# coronado 27



## sharkbait (Jun 3, 2003)

1


----------



## Siamese (May 9, 2007)

You might check the thread on this site about the Coronado 25. Kinda sums up my opinion on them. Back in the 80's when I was upgrading from a daysailor to a small cruiser, I spent a lot of time looking at a bunch of 70's sailboats with no real clue as to their reputations. I crawled all over Bristols, Catalinas, Kittiwakes, Hunters, Grampians, Coronados and more. 

With so many to look at in our local yard, it was pretty easy to figure out which ones were built for the long haul. I couldn't get off the Coronado fast enough. Particularly, the deck seemed like a trampoline...coulda been just that boat, but there was nothing about the boat that impressed me as being other than the least it could be. 

I ended up with a 1972 Grampian 26 that I sailed for the next decade...night and day different in build quality as compared to the Coronado. 

That isn't to say people don't find happiness even on McGregors, but when you figure all the time you'll spend on your boat, and all the labor and 
$'s you WILL put into it, it seems like a you'd want a boat you KNOW is built reasonably stout. There are so many good boats out there for not a lot of loot. 

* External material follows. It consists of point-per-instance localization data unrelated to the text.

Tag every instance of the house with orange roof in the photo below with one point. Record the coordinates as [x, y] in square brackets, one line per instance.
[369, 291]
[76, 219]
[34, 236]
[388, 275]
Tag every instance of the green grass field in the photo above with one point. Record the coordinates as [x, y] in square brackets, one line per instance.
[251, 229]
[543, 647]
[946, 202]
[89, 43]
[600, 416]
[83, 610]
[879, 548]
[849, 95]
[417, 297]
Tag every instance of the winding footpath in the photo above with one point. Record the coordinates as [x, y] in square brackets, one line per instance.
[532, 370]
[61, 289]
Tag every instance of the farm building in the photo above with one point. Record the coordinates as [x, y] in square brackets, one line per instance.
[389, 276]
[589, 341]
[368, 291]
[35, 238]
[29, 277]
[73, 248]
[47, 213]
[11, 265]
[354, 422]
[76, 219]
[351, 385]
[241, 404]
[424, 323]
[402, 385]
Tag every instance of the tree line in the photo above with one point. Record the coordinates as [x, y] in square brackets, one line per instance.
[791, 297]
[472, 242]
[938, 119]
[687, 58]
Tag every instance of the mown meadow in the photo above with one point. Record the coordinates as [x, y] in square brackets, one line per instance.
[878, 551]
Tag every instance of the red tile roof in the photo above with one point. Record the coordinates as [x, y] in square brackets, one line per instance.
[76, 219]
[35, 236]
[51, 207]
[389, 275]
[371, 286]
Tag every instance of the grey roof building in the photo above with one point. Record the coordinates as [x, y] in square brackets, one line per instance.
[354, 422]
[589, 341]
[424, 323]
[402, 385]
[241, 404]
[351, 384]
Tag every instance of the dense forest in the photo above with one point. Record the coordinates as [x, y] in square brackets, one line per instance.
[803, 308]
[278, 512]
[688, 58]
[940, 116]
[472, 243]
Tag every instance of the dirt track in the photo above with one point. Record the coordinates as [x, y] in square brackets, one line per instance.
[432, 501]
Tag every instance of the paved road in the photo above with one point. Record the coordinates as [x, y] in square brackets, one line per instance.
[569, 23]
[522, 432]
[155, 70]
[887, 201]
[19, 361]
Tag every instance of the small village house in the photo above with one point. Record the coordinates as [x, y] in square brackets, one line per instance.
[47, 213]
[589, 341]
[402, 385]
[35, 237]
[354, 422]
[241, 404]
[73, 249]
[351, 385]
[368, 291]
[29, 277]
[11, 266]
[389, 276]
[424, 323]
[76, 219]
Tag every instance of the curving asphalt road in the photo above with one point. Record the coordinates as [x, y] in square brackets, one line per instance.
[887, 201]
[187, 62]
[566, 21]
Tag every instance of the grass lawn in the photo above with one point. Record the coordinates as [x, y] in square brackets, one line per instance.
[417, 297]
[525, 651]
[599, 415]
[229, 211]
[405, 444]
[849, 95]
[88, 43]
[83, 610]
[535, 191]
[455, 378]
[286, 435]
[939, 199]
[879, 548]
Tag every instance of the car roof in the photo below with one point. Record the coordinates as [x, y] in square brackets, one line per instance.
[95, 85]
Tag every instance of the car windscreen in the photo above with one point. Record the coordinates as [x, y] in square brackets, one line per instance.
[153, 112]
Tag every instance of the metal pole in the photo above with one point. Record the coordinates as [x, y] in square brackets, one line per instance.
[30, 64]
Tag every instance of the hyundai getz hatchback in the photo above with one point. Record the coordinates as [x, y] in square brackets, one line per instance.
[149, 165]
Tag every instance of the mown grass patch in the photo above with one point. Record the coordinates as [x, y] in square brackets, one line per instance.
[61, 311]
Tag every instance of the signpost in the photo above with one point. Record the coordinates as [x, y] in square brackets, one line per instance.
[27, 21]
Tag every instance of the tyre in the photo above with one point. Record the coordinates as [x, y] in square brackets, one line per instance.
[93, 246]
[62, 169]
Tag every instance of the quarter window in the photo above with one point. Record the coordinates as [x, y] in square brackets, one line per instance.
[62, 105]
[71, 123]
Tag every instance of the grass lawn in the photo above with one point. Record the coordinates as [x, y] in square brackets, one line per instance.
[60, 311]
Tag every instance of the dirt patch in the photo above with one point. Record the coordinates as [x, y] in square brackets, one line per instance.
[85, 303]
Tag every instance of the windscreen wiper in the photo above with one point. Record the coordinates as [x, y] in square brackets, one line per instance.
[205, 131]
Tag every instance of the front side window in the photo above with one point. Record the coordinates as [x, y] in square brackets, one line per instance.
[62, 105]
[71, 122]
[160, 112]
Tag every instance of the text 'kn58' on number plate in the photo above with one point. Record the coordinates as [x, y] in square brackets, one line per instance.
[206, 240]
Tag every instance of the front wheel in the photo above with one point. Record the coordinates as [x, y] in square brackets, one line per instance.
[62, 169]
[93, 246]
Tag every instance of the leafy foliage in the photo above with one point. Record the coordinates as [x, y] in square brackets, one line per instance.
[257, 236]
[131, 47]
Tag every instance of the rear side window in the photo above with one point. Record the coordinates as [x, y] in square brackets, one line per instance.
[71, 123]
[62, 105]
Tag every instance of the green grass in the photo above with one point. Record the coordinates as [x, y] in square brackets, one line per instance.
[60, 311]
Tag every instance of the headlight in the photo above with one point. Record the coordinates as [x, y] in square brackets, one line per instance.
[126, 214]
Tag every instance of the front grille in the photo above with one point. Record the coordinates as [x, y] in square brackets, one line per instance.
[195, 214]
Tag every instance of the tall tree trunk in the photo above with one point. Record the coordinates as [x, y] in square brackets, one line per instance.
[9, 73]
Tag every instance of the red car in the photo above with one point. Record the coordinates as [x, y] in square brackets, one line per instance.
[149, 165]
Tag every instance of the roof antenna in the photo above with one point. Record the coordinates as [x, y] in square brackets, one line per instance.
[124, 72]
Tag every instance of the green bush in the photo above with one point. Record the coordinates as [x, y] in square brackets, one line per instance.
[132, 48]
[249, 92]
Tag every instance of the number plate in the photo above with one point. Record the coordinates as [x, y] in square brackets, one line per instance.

As you know, this site will likely give you all the info you need on this subject. Also, if you're planning on having your potential boat surveyed, you might locate a good surveyor in advance and bounce a few ideas off him. A good one knows their boats, and the boats in your area. They also have a handle on values. 

Happy hunting.


----------



## Faster (Sep 13, 2005)

I concur with Siamese. While many are safely enjoying sheltered coastal cruising on Coronados of various sizes, comparitively speaking there are many better boats out there.

The Coronados are usually attractively priced, but in this case you will likely be getting what you pay for. Personally I find most Coronados designs aesthetically lacking too.

In today's market you can expect to do better.


----------



## TSOJOURNER (Dec 16, 1999)

I agree with their view point: You definitely get what you pay for in a sailboat. If a boat is really more inexpensive... there is a good reason. There are many, many decent 1970's boats available [i.e. Ericson, Pearson, C&C, etc.]. You can find them at very attractive discount prices in today's market. Just be willing to save up for your dream boat, which may require patience and lots of homework. 
But, I would not buy any Coronado.


----------



## kwaltersmi (Aug 14, 2006)

I agree with others, with one caviat: price. Yes, Coronados were "economically" built and are not of the highest quality. And it's also true that you get what you pay for. What's your budget and what is the asking price of the Coronado 27 you're considering? 

If your budget is sufficiently large enough, you'll have plenty of better choices. However, having been a low budget sailboat shopper, I know that the pickings can indeed be slim. If it's a starter boat that fits your budget and meets the safety requirements of your intended use, then a Coronado may be just right. 

I personally shopped some late 1960's Coronado 25's a couple of years ago and went away thinking they were decent coastal/bay starter boats for the price.


----------



## sharkbait (Jun 3, 2003)

1


----------



## moles (Dec 19, 2008)

*Respectfully disagree*

Coronados may not be the elite sailors, but I'd stack my 40 yr old 27 up against many. I just singled her from Ft Lauderdale to Key West in 25 to 40 with 4-6. It was a workout, but what a blast! This boat hauls closer than many. Contrary to what some have said, this is, if kept up well, a very strong boat.


----------



## WouldaShoulda (Oct 7, 2008)

It was on my list, but I opted to spend more on my late 80s vintage boat instead of significantly less on a 60s-70s vintage.

Still, we are only talking about a difference in price of a few thousand. The bottom paint and marina are the same costs no matter. 

That wide, flat deck on the Coronado must be tight. I mean tight!! Otherwise, walk away. 

I think they are cool boats though...


----------



## jackdale (Dec 1, 2008)

This boat that you are looking at isn't yellow is it?  

I assume the infamous Capt Neal does not follow SailNet, otherwise he would be all over this.

Jack


----------



## deryk (Dec 6, 2003)

yeah what ever happened to Captain Neil? His site went down awhile ago.


----------



## TSOJOURNER (Dec 16, 1999)

The look and feel of the boat will somewhat depend on the sailor using it as beauty is in the eye of the beholder but these boats are generally fairly priced and they are about right for what they can do.


----------